DEDISgen also outputs the files needed to plot the generated distribution with gnuplot.
generate duplicate distribution file /dir/dist_file for files in folder /dir/duplicates/ and its subfolders
./DEDISgen -f -p/dir/duplicates/ -o/dir/dist_file
generate duplicate distribution file /dir/dist_file for device /path/device. Analyse for a size of 4096 and 8192 Bytes (8KB).

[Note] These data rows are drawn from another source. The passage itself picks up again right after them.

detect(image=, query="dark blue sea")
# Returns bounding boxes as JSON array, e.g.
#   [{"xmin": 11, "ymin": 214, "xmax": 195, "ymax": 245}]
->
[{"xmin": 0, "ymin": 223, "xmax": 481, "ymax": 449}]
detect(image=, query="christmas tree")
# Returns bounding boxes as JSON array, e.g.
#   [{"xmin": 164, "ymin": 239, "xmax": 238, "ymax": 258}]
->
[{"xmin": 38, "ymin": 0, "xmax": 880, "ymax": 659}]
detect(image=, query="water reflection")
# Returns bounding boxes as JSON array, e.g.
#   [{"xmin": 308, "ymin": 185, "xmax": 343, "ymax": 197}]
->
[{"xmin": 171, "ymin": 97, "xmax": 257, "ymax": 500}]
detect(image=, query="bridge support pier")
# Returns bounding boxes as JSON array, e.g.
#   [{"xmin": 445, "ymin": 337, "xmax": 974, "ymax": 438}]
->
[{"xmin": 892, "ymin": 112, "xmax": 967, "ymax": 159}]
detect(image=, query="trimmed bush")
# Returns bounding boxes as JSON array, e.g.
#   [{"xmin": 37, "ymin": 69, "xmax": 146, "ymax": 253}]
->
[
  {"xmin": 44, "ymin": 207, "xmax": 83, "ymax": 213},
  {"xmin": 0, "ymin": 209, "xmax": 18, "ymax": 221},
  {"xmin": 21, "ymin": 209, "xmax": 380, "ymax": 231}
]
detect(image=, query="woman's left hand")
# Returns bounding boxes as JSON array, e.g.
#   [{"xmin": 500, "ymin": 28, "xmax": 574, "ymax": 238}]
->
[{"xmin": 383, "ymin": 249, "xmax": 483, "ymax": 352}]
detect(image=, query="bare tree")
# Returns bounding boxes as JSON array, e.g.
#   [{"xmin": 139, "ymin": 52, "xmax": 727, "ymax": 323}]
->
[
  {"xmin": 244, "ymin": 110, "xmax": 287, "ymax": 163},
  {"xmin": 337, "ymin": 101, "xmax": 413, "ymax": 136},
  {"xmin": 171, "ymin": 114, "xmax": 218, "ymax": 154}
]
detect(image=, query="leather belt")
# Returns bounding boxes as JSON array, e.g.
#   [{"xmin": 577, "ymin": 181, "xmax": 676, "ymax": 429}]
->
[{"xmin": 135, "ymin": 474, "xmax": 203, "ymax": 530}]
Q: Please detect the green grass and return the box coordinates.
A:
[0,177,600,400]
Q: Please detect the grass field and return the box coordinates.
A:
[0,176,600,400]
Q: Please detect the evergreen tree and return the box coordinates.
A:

A file dist_file4096 and dist_file8192 will be created.
./DEDISgen -d -p/path/device -o/dir/dist_file -b4096,8192
Deduplication distribution FILE:
This file describes the amount of blocks with a specific number of duplicates and has the following format:
0 1000 1 500 5 10
There are 1000 blocks without any duplicate, 500 blocks with one duplicate and 10 blocks with 5 duplicates
UTILS for DEDISgen:
-m and -o can be used together or individually if only one operation is intended
-m Merges hashes and duplicates of db1 into db2.
-o Path for generating the output distribution file of duplicates db.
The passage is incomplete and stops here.